Property revenue saw a 7% increase (to $37.4 million), down from the 12% increase in the pcp.
Gearing remained in the target range, albeit in the lower end at 31%. They’ve managed this in the past two reports, staying in the 30-35% range in both H1 and H2 of 2022.
Rural Funds Group have recorded an increase of 50% to 15.5 cents per unit in their total comprehensive income. These earnings have been heavily affected by revaluations in the cattle sector, macadamia sector and development capex.
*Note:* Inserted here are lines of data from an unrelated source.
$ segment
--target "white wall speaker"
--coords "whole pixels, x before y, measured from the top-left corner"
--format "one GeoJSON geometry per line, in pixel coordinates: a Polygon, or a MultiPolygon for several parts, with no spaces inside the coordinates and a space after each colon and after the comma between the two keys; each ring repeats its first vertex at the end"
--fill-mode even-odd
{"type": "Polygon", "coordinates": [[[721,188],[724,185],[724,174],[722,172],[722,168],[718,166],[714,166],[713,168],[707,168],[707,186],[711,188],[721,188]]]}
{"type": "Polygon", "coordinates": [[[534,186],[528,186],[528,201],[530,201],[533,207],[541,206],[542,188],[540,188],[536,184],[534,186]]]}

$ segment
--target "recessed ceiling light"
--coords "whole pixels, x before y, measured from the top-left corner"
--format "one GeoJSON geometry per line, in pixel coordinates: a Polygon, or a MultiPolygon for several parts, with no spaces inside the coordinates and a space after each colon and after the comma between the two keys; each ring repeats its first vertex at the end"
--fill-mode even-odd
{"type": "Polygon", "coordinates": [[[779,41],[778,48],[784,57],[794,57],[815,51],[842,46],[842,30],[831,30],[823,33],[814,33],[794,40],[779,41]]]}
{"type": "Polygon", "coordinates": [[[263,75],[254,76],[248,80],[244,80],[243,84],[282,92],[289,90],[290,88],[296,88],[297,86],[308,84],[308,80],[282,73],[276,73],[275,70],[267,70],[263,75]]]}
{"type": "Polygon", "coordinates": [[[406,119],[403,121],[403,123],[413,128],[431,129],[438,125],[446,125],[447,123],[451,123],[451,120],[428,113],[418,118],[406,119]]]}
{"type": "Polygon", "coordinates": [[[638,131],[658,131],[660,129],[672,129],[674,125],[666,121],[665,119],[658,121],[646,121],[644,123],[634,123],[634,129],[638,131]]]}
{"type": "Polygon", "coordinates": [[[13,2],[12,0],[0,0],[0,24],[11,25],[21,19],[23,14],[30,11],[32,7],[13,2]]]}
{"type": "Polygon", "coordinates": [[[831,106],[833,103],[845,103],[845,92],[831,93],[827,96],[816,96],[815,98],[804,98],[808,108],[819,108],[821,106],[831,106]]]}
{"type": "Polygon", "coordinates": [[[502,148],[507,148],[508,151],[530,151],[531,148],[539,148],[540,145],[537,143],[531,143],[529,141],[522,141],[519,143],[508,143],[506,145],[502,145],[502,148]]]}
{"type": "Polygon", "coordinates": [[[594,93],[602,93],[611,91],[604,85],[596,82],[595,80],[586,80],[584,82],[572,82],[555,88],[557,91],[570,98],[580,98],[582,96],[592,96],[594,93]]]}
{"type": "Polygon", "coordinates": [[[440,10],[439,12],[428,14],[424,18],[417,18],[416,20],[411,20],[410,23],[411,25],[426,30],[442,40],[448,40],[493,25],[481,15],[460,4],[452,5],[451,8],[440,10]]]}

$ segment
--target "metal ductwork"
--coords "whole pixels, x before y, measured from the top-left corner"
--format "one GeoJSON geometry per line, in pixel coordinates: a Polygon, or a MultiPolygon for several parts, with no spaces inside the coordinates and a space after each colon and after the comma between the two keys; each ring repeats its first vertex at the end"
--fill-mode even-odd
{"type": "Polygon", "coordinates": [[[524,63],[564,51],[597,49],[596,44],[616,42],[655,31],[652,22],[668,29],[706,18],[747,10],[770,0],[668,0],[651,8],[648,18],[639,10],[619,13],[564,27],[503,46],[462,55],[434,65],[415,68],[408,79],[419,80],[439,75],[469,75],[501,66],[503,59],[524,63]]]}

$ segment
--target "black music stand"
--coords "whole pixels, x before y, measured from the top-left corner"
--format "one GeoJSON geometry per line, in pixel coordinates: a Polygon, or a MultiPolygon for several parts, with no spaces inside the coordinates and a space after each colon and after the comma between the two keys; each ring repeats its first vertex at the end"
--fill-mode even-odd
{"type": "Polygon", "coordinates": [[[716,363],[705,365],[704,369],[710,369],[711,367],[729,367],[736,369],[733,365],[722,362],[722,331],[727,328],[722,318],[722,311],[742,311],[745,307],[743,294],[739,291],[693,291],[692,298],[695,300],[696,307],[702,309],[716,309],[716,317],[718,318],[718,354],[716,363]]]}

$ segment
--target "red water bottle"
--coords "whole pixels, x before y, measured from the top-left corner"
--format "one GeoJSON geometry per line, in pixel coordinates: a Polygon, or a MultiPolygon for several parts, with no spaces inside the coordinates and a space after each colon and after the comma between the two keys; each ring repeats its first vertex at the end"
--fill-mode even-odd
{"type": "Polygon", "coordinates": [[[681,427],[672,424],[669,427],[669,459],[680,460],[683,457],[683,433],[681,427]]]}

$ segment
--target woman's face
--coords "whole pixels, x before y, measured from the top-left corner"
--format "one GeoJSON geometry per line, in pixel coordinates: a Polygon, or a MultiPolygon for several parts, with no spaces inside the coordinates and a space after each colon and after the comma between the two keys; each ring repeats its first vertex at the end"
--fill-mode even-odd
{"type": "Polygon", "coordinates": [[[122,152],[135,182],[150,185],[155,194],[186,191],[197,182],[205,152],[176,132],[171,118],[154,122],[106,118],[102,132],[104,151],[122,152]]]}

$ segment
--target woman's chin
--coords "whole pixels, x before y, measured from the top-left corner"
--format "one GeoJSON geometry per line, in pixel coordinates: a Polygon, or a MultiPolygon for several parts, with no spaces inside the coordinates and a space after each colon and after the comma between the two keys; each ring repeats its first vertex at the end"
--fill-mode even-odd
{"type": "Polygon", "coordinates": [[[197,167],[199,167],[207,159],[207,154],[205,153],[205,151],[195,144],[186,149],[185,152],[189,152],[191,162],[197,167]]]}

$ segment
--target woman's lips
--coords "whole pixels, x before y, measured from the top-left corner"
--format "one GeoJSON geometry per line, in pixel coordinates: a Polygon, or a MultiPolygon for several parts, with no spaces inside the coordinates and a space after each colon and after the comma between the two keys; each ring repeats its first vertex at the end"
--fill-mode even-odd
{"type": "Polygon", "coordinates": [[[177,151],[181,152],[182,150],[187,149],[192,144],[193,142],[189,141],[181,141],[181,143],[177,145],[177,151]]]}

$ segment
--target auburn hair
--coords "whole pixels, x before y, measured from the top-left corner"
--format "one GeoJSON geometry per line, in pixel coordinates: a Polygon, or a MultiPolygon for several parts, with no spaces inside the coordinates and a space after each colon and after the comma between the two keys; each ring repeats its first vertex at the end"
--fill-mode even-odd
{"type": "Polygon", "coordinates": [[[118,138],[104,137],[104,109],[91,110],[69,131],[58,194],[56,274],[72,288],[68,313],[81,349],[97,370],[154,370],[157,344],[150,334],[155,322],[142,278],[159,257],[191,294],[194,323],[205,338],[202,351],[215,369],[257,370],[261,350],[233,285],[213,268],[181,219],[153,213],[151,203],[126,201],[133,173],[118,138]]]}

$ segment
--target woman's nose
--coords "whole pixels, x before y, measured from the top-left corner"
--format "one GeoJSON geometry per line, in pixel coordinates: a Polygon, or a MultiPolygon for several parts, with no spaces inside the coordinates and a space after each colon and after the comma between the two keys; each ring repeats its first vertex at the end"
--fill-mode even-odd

The H1 22 results had it at just 10.36 cpu.
Adjusted net asset value jumped another 3%, from $2.69 to $2.78 per unit.
Higher interest rates had an effect on adjusted funds from operations (AFFO) however they still remained in line with the pcp – adjusting for the TRG macadamia lease payment attributable to 1H23.
The group has made an 0.6 reduction to its prior forecast in the AFFO. The revised forecast for FY23 is 10.7 cpu.
Management plans to continue its focus on macadamia developments, productivity improvements and leading assets under development.
The group has a number of plans in the pipeline for its growing portfolio. They are set to benefit over the next few years as a result. A 3000 ha macadamia development is forecast to be completed by FY25 while development of an additional 2000 ha is expected to commence then. 475 ha of mature orchards and five cattle and cropping properties are undergoing improvements ahead of seeking lessee(s).